En su columna semanal en InterCambio el sociólogo Agustín Canzani analizó la campaña electoral que terminó el domingo 24 en su máxima extensión, o sea desde el inicio del mandato de este gobierno, evaluó los resultados del balotaje y proyectó el escenario político que se abrirá a partir de estos y de la conformación definitiva que adquiera la coalición del futuro gobierno.

En retrospectiva y para comprender cabalmente los acontecimientos en curso, Canzani planteó “primero” la conveniencia de “recuperar la idea de proceso electoral”, yendo con la memoria a cuando el senador blanco Luis “Lacalle arrancaba con mucha ventaja” los prolegómenos de la campaña.

Ya desde 2015 el Partido Nacional (PN) subió mucho y el Frente Amplio (FA) bajó mucho en apoyo ciudadano e intención de voto, “sobre todo en el primer año de gobierno”. “El FA arrancó perdiendo estas elecciones” desde “el primer año” de su tercer gobierno consecutivo, resumió al respecto.

En esa prematura pérdida “algo tuvo que ver la nominación del gabinete” del Poder Ejecutivo porque ello “generó enojo”, “difirió generar nuevos liderazgos”, “dificultó la articulación política” y “transmitió” la idea de que los ministros eran “los hombres y mujeres de Tabaré” Vázquez.

En el ejercicio del gobierno efectivamente “hubo problemas de articulación” aunque esto “no tuvo que ver solo con el gobierno” sino que además incidieron “las denuncias y acusaciones contra Raúl Sendic”, generándose la idea de que “el presidente tiene un vicepresidente débil”.

En ese camino “Sendic empieza a tener muchos problemas para liderar esa articulación” en el Poder Legislativo “y un tercer efecto tiene que ver con la fuerza política”, específicamente en cuanto a “la articulación gobierno- fuerza política-bancada” y derivado de este problema, también con “la articulación” del campo oficialista “con los movimientos sociales”. Como resultante de todo ello, “la luna de miel con este gobierno duró muy poco”. A ese cuadro cada vez más difícil “se sumó un contexto de la región muy recesivo” en materia económica y también adverso en el plano político.
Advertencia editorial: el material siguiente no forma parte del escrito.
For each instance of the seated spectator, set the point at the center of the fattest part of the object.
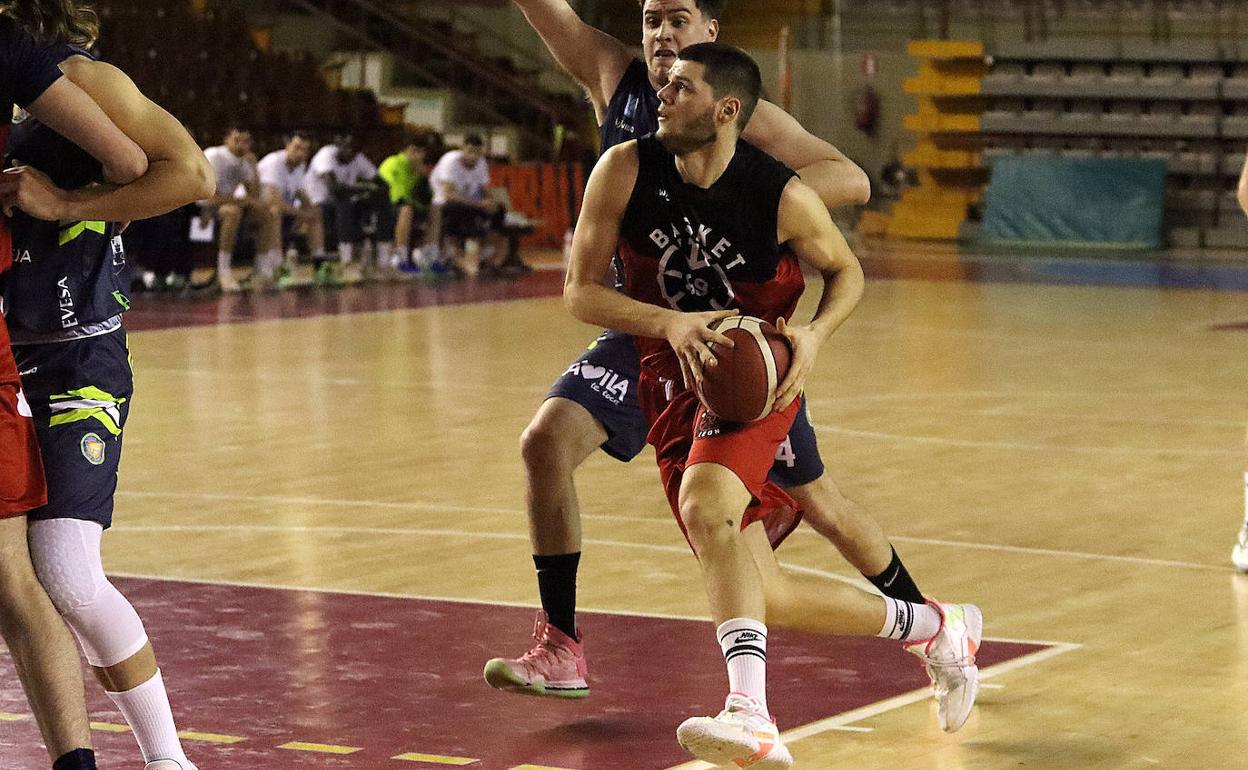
(463, 206)
(237, 201)
(408, 180)
(282, 174)
(345, 185)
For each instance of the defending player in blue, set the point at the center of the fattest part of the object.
(64, 302)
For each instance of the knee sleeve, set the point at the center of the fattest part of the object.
(66, 557)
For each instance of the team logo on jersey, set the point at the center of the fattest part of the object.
(693, 275)
(92, 448)
(709, 426)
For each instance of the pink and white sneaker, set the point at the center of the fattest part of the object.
(554, 667)
(741, 735)
(950, 660)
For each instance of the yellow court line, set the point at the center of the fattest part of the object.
(210, 738)
(318, 748)
(107, 726)
(433, 759)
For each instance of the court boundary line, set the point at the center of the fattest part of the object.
(351, 592)
(512, 512)
(845, 721)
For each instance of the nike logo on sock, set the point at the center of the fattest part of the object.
(895, 573)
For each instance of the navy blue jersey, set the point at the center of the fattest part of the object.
(633, 111)
(26, 70)
(68, 278)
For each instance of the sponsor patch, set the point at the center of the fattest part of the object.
(92, 448)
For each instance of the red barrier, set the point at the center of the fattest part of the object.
(547, 192)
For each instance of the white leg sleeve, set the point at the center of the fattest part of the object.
(66, 555)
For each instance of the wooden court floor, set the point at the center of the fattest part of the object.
(1070, 458)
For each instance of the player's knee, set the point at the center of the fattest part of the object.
(823, 504)
(548, 446)
(66, 557)
(705, 522)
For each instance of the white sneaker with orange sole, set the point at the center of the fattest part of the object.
(950, 660)
(741, 735)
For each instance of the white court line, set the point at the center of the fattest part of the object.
(457, 533)
(848, 718)
(664, 521)
(1056, 448)
(348, 592)
(841, 721)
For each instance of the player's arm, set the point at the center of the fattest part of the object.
(66, 109)
(1242, 190)
(593, 58)
(836, 179)
(590, 300)
(177, 172)
(809, 231)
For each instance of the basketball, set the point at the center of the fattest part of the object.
(741, 387)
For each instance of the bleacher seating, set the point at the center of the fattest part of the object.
(157, 43)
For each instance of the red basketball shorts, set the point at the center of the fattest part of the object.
(684, 433)
(21, 471)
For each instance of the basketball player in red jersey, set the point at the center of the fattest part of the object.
(703, 221)
(40, 644)
(582, 414)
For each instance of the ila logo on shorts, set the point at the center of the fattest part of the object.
(92, 448)
(610, 385)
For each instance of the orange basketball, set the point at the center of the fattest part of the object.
(741, 387)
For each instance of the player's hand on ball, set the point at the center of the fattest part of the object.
(805, 346)
(692, 338)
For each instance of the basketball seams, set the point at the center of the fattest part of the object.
(754, 326)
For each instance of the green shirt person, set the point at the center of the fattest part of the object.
(406, 177)
(408, 181)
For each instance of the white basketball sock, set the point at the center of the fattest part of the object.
(907, 622)
(744, 643)
(149, 714)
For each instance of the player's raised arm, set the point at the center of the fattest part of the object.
(593, 58)
(806, 227)
(836, 179)
(177, 172)
(1242, 190)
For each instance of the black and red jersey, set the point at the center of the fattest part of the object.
(697, 250)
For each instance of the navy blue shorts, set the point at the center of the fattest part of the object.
(79, 393)
(604, 382)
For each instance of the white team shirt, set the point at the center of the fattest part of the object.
(230, 170)
(273, 170)
(326, 161)
(467, 182)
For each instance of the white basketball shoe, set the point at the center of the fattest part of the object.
(741, 735)
(1239, 553)
(950, 660)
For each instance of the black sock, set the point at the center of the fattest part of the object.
(896, 583)
(557, 583)
(78, 759)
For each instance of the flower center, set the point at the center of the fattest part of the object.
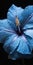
(19, 29)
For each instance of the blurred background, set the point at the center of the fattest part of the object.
(4, 6)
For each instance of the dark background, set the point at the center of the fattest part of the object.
(4, 6)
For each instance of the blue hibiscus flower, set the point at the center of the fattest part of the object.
(16, 32)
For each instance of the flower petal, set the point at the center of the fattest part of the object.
(11, 43)
(29, 37)
(12, 13)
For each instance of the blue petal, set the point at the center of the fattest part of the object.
(3, 34)
(23, 47)
(10, 42)
(28, 11)
(29, 24)
(29, 36)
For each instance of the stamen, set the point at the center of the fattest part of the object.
(18, 24)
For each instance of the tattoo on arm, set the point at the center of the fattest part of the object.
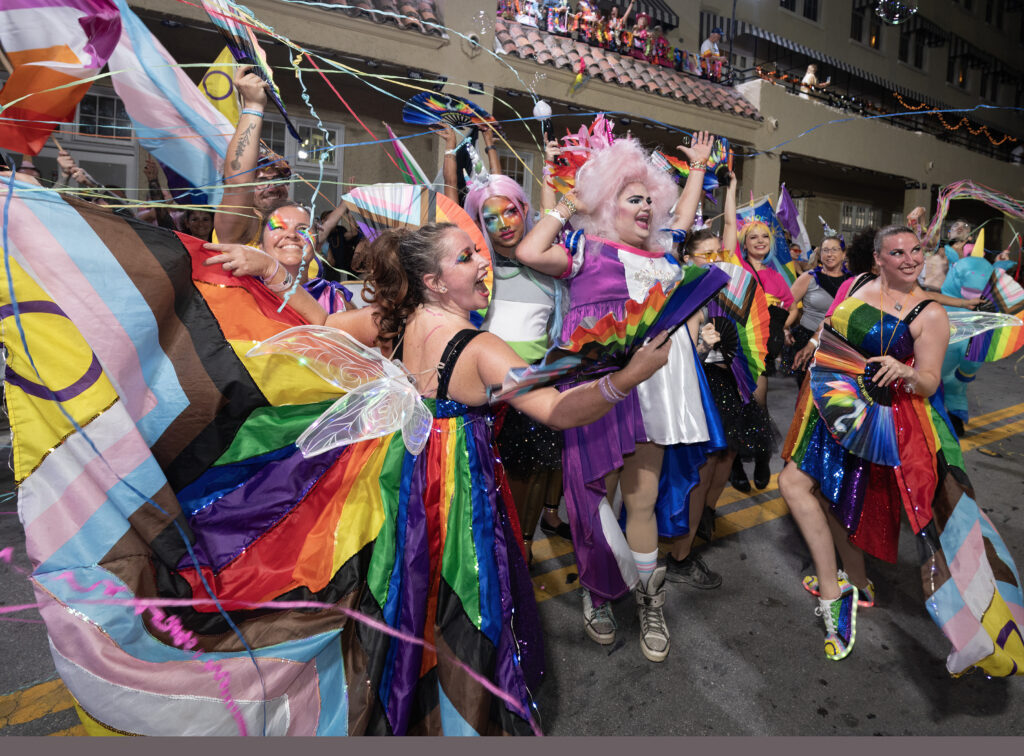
(244, 138)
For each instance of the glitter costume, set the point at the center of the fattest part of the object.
(673, 408)
(971, 585)
(429, 549)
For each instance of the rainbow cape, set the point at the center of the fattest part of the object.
(156, 461)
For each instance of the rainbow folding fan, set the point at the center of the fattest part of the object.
(605, 344)
(721, 156)
(858, 413)
(427, 109)
(744, 304)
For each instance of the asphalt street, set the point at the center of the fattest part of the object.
(747, 659)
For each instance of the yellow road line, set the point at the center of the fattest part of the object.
(994, 434)
(989, 418)
(78, 729)
(33, 703)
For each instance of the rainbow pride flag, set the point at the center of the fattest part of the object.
(157, 461)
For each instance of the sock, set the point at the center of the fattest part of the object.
(646, 563)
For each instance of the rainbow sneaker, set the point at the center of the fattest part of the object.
(840, 616)
(865, 595)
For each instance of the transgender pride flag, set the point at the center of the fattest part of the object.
(172, 119)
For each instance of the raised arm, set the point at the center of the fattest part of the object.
(696, 155)
(450, 169)
(539, 249)
(494, 160)
(242, 260)
(729, 236)
(236, 221)
(548, 200)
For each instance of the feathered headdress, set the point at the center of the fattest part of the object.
(577, 151)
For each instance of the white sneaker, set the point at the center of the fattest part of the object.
(599, 622)
(653, 632)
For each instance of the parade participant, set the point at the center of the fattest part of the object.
(756, 244)
(711, 57)
(815, 290)
(616, 28)
(255, 185)
(740, 420)
(522, 306)
(425, 284)
(660, 49)
(641, 37)
(621, 202)
(849, 502)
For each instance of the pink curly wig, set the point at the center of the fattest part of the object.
(601, 180)
(497, 185)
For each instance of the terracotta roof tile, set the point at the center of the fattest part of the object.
(626, 71)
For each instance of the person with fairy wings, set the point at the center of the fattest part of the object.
(878, 360)
(652, 445)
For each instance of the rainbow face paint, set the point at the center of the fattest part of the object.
(503, 221)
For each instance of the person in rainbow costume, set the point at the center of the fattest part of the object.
(653, 444)
(871, 439)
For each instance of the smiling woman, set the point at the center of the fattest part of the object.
(622, 203)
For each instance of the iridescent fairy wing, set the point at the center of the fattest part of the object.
(966, 324)
(333, 354)
(370, 411)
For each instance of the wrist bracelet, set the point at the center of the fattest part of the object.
(611, 394)
(561, 218)
(267, 279)
(284, 285)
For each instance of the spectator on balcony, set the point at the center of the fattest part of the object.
(711, 57)
(810, 81)
(616, 29)
(659, 49)
(640, 48)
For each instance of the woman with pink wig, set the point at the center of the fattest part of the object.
(621, 204)
(521, 310)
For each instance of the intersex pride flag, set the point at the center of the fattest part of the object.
(55, 46)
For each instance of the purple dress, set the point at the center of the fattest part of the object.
(673, 408)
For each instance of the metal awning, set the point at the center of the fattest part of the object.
(659, 12)
(710, 21)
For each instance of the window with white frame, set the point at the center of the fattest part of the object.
(303, 155)
(515, 167)
(102, 115)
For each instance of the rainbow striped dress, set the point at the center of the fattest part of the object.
(971, 585)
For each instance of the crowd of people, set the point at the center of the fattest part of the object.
(639, 454)
(611, 30)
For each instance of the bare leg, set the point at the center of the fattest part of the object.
(639, 479)
(799, 491)
(851, 556)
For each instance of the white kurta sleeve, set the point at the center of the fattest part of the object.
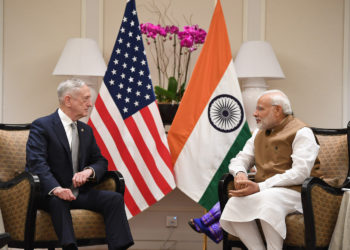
(305, 150)
(244, 160)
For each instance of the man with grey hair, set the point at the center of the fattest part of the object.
(63, 152)
(284, 151)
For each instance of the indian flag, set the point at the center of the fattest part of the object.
(210, 127)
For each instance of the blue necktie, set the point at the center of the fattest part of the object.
(75, 152)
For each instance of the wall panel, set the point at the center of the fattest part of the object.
(307, 37)
(35, 33)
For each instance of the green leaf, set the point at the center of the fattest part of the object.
(163, 94)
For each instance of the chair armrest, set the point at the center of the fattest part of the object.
(319, 201)
(112, 180)
(4, 239)
(18, 202)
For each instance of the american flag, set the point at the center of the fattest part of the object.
(127, 123)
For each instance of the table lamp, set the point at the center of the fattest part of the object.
(255, 62)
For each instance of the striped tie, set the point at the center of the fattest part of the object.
(75, 152)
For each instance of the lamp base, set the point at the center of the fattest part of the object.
(252, 89)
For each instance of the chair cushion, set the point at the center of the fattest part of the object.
(12, 153)
(296, 230)
(333, 157)
(87, 225)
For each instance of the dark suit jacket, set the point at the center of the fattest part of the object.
(49, 155)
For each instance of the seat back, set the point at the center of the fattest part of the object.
(333, 155)
(13, 139)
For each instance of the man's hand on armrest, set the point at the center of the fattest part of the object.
(64, 193)
(82, 177)
(240, 176)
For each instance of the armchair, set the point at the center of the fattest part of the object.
(321, 198)
(28, 226)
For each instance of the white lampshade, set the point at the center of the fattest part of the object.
(257, 59)
(255, 63)
(81, 57)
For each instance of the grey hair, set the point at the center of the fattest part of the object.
(279, 98)
(68, 87)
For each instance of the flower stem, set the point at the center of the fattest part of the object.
(158, 67)
(187, 64)
(174, 69)
(179, 65)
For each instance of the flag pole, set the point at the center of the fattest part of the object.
(205, 237)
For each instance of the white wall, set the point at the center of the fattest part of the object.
(310, 39)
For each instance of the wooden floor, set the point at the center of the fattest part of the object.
(99, 247)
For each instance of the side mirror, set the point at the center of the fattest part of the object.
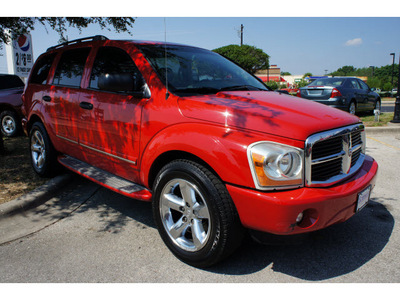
(123, 83)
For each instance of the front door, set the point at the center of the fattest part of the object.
(109, 124)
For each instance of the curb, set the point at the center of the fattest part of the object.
(386, 130)
(34, 198)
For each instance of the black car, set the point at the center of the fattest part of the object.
(346, 93)
(11, 88)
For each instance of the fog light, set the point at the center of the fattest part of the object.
(299, 218)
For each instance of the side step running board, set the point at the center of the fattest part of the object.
(106, 179)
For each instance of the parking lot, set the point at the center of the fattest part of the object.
(95, 235)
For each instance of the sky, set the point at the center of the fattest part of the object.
(317, 42)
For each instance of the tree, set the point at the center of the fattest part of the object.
(344, 71)
(18, 26)
(307, 75)
(250, 58)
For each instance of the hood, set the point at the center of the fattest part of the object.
(267, 112)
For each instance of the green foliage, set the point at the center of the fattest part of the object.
(248, 57)
(301, 83)
(18, 26)
(374, 82)
(387, 86)
(344, 71)
(307, 75)
(272, 85)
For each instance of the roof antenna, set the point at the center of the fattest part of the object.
(166, 66)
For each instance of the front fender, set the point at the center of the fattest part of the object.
(223, 149)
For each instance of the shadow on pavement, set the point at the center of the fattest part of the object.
(328, 253)
(321, 255)
(325, 254)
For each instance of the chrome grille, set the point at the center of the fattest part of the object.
(334, 155)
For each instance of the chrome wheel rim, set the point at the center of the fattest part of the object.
(38, 149)
(8, 124)
(185, 215)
Y además “la oposición tuvo un gran acierto” consistente en “golpear sistemáticamente al FA en tres o cuatro temas”, especialmente en “la administración del Estado y más específicamente en las empresas públicas y en Ancap”; así como en “criticar la gestión en seguridad pública (…) y en tercer lugar, formatear la idea de un partido que no dialogaba con nadie”. “Y el FA no logró revertir” nada de esto, agregándose como factor de incidencia negativa que “termina apartando a Sendic” de la Vicepresidencia de la República “menos de un año antes” del inicio formal de la campaña.

Simultáneamente los partidos tradicionales desarrollaron “procesos internos” que los fortalecieron, como la pujanza del liderazgo “de Lacalle Pou” y la facilitación que le aportó el senador Jorge “Larrañaga”; y como el Partido Colorado (PC) activando con Julio María “Sanguinetti y Ernesto “Talvi” una “re-dinamización de su interna que fue muy importante”.

A todo eso debe añadirse, en el campo opositor, “la gran novedad de las elecciones” que fue “Cabildo Abierto” (CA), novedad “rutilante” cuya aparición “genera un escenario en el que el bloque opositor se divide pero también se fortalece” porque “agrega una oferta”, ubicada “a la derecha de los partidos tradicionales” y con “un discurso un poquito más fácil”.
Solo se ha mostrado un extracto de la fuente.